Something doesn’t add up here, but I can’t figure out what. Are those millions real? Anyway, the entire number game made me unhappy.

For those kind enough to add to my numbers, you can read the story here.


This entry was posted in Insecure Writer's Support Group, Novella, Olga Godim, Regency, Romance, Writing and tagged , , , , , . Bookmark the permalink.

10 Responses to Where are my millions?

  1. nellirees says:

    As one of the characters in “The Painted Veil” by Somerset Maugham (one of my fave writers) said, “don’t let these trifles vex you”. Come on, Olga, we want your energy and enthusiasm for writing! 🙂

  2. First of all, remember that the road to disaster is paved by comparing yourself to others. You know who else had millions of views? Rebecca Black. And you don’t hear too many people saying wonderful things about her, do you now?

    The thing is, those writers with millions of views may have them because their stories are absolutely astounding, or they may have them because they struck just the right combination of keywords that led people to those stories. Those millions of people could have loved the story, or the overwhelming majority of them could have given up after the second page because it was absolute filth. There’s no sense in comparing your success to the “success” of others, because you don’t necessarily know the whole story.

    Plus we all have to start somewhere. I can tell you that your 154 reads outweigh my roughly 50 sales. ^_~

  3. What an oddity? Do folks buy those too? I know someone on twitter sells followers, but in the millions? Don’t get it, and completely understand your angst. Can you ask Wattpad, is there someone in charge? The numbers game is mostly a lie, at least that’s what I’ve found. Totally unfair. Just keep submitting and doing your thing – like they keep telling me, someday, somehow it will happen!

  4. dolorah says:

    That is insane. But as Nell says, you don’t know that someone actually read the entire story, or just clicked on it several times a day. I’d be happy if 154 people read my story. And, a free read does not equate to sales of all products. Just keep hanging in there.

  5. Olga Godim says:

    Thanks for your support, ladies.

  6. Denise Covey says:

    Hello Olga. There are people who know how to rig these things, so I never waste my time. It’s a popularity contest. I’ve been over to read your story. I didn’t get it finished. But I will come back when I have more time. 🙂

  7. Lidy says:

    I’ve always wondered that too and if there is some trick or secret formula to it. But it’s best to ignore the numbers and just write and trust in the stories you write.

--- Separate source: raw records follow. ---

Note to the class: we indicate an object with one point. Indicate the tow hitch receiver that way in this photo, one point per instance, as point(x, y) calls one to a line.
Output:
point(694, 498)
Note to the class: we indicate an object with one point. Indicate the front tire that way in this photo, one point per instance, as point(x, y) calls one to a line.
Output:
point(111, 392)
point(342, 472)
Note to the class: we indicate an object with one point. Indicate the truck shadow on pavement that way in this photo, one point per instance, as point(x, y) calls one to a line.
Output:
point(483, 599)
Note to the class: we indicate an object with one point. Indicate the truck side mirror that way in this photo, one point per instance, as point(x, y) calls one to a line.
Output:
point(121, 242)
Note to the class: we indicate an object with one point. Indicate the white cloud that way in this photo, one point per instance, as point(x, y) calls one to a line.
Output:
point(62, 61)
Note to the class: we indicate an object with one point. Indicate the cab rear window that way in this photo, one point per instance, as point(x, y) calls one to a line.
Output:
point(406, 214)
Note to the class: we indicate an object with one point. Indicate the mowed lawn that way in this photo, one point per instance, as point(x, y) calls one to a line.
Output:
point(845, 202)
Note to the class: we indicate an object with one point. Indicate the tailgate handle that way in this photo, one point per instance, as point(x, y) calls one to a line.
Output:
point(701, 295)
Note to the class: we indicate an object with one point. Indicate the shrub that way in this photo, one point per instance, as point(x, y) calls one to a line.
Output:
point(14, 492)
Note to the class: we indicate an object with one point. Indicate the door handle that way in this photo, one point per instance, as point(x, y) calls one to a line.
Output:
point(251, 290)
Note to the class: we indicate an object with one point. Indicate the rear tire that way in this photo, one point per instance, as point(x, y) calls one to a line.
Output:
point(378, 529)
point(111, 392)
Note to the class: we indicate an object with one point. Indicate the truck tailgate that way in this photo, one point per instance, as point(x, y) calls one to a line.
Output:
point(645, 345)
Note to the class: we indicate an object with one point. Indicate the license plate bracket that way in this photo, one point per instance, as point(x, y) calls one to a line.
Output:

  8. I try to steer clear of looking at numbers. They are always depressing. If I knew the magic way to get the numbers, I’d share, I swear!

  9. Bots. I always blame it on bots. Seriously, 20 millions reads in unreal. They’ve got some kind of program running in the background to boost their hits.

  10. nickielson1 says:

    Compariing yourself with others is poison! I know exactly how you feel – when I wrote fanfiction I’d be giddy over getting even a handful of reviews. When I started paying attention, I realized others were getting 100s per chapter. Those writers are probably just more established in the community. They’ve got their audience built in. Yours is just starting. 154 is awesoome – and it’ll keep growing from there.